Maya Chavan, who stays at Tadiwala Road, said that many housing societies on Boat Club Road area are yet to allow domestic workers. “Every day, women visit the society but are not allowed to enter. People are now staying at home and are hence doing their own work. As such, they say that they no longer need our services,” she added.
On an average, a domestic worker, who used to work in 4-5 households before the lockdown, earned around Rs 5,000 a month. However, since the shutdown, they have either seen their earnings drop to zero or are not even earning half of what they did earlier.
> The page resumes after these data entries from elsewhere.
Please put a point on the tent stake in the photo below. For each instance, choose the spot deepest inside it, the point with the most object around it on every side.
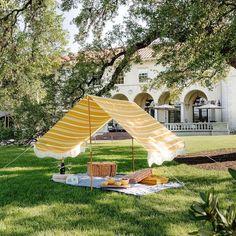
(133, 154)
(90, 147)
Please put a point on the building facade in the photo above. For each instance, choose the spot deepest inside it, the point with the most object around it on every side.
(185, 116)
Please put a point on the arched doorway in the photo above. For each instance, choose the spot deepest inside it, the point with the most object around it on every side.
(193, 100)
(171, 115)
(120, 96)
(145, 101)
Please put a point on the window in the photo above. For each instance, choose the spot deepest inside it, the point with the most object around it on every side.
(120, 79)
(143, 76)
(174, 116)
(199, 115)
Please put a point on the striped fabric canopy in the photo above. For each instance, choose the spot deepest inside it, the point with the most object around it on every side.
(67, 138)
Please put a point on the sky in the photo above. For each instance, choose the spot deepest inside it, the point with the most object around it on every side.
(69, 26)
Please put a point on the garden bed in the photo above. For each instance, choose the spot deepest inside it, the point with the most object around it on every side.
(220, 159)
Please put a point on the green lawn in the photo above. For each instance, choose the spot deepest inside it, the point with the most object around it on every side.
(31, 204)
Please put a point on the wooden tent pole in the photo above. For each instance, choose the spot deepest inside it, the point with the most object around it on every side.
(90, 147)
(133, 154)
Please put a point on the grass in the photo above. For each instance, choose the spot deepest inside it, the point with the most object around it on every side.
(31, 204)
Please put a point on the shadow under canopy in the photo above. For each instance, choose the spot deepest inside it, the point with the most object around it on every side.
(68, 137)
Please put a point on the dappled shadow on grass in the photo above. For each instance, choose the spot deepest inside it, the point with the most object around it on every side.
(32, 203)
For women who are above 50 years of age, there is the added threat of younger women coming in from other cities who are ready to work for much less money than what is usually charged.
Over the last year, many of these women have either defaulted their ongoing loans or have taken loans from private money lenders.
For these women, access to the various welfare schemes of the government is very difficult owing to the volume of paperwork involved. Thus, pensions from the state government are yet to reach a majority of them. Before the start of the second lockdown, the state government had announced aid of Rs 1,500 help for the domestic workers which is now being rolled out.
However, what these women want is a pension scheme that will help them in their old age. Kiran Moghe, president of Pune Zilla Gharkamgar Sanghtana, said a one-time help of Rs 50,000 for the women who have lost their jobs was given by the government. “But the need of the hour is to bring about an urban equivalent of the Employment Guarantee Scheme which will go a long way to help the unorganized sector,” she added.